4 cells X 13 µm/200 points = 260 nm

This aliasing or incremental cell-to-cell noise is well below the 1 to 4 µm scaled electronic noise, achieving 46 dB dynamic range. These numbers convert to pulse differential times, giving a 2.5 ns electrical resolution. Such accuracies have necessi­tated an unorthodox logic design, calling for very careful board layout, to prevent random crosstalk spikes. This careful control of clock jitter and its resulting low noise at the CCD output allows scan reading down to film grain dimensions.

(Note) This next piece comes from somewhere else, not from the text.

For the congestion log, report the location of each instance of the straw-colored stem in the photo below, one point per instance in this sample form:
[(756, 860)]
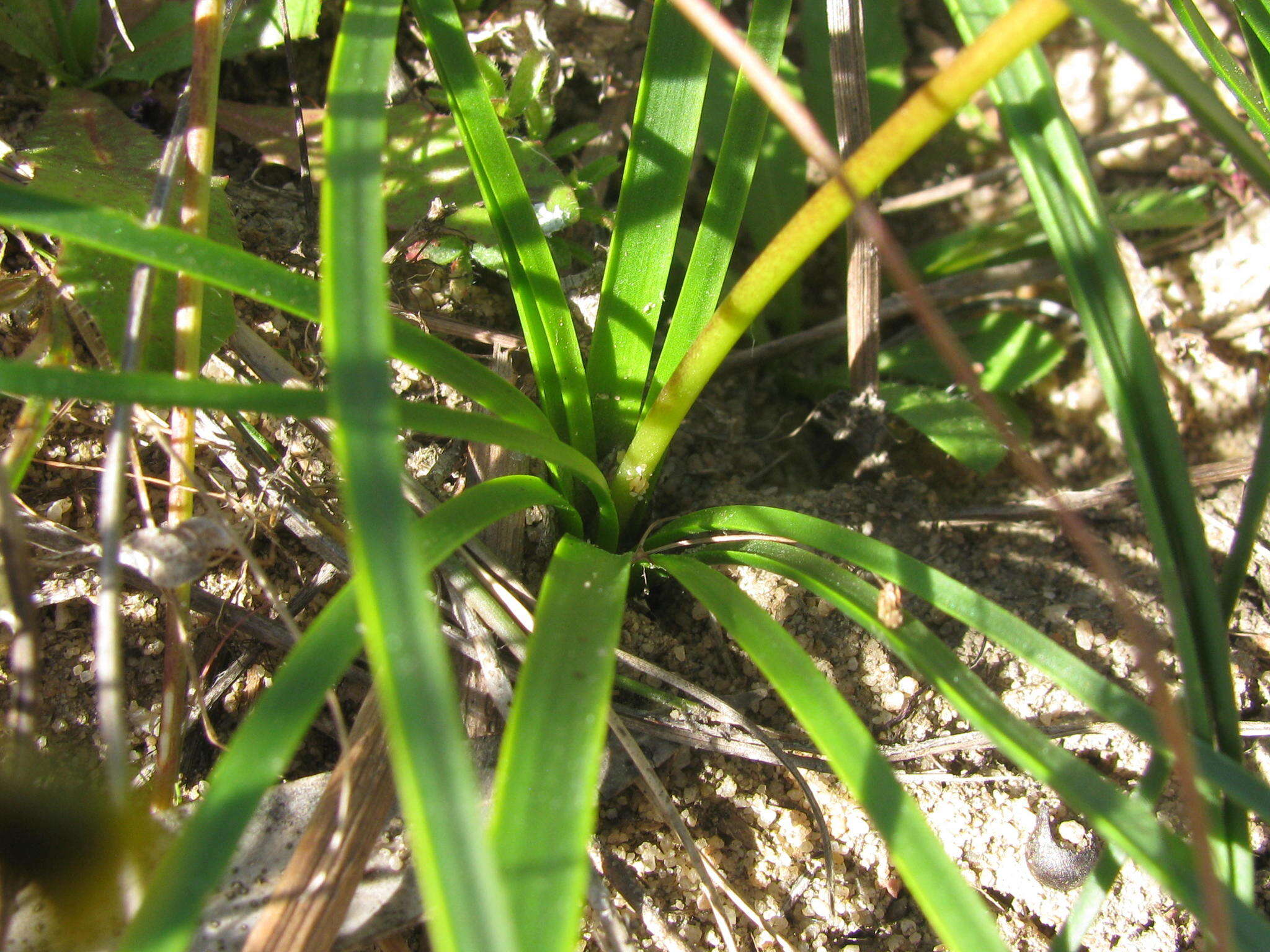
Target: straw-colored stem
[(200, 138), (895, 140)]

Cell Interpolation and Pulse Generation.
The ideal 1 to 4 µm transition boundary almost doubles at the CCD be­cause of scattering, reflections and objec­tive MTF. The multilevel average signal from the cells scanned in this region is presented as a series of clocked cell pulses to a low-pass filter (Fig. 13c). This filter is tailored with a ripple function in time, which matches and complements the pro­jected optical transmission function in space. This arrangement permits many cells to be interrogated, yet still to convert into pulses very narrow boundaries, which almost clash. Without this technique, high-modulation noise would result as a tradeoff from eliminating pulse crowding dropout noise effects at high modulation. Figure 15 is an expanded section of Fig. 14. It shows the clock cell pulses (Fig. 13c) superimposed with the interpolation filter output (Fig. 13d). In practice, once the optics and filter match occur, the electrical transition appears as near Gaussian. The inflection point of greatest slope then coincides with 50% minimum to maximum transmittance and also with the correctly scaled soundtrack object image size. This optimization occurs simultaneously for pulse crowding, modulation noise and cross-modulation axis shift. Additionally, the highest width modulation at short wavelengths also occurs at this 50% point, yielding the maximum high frequency output upon PWM conversion.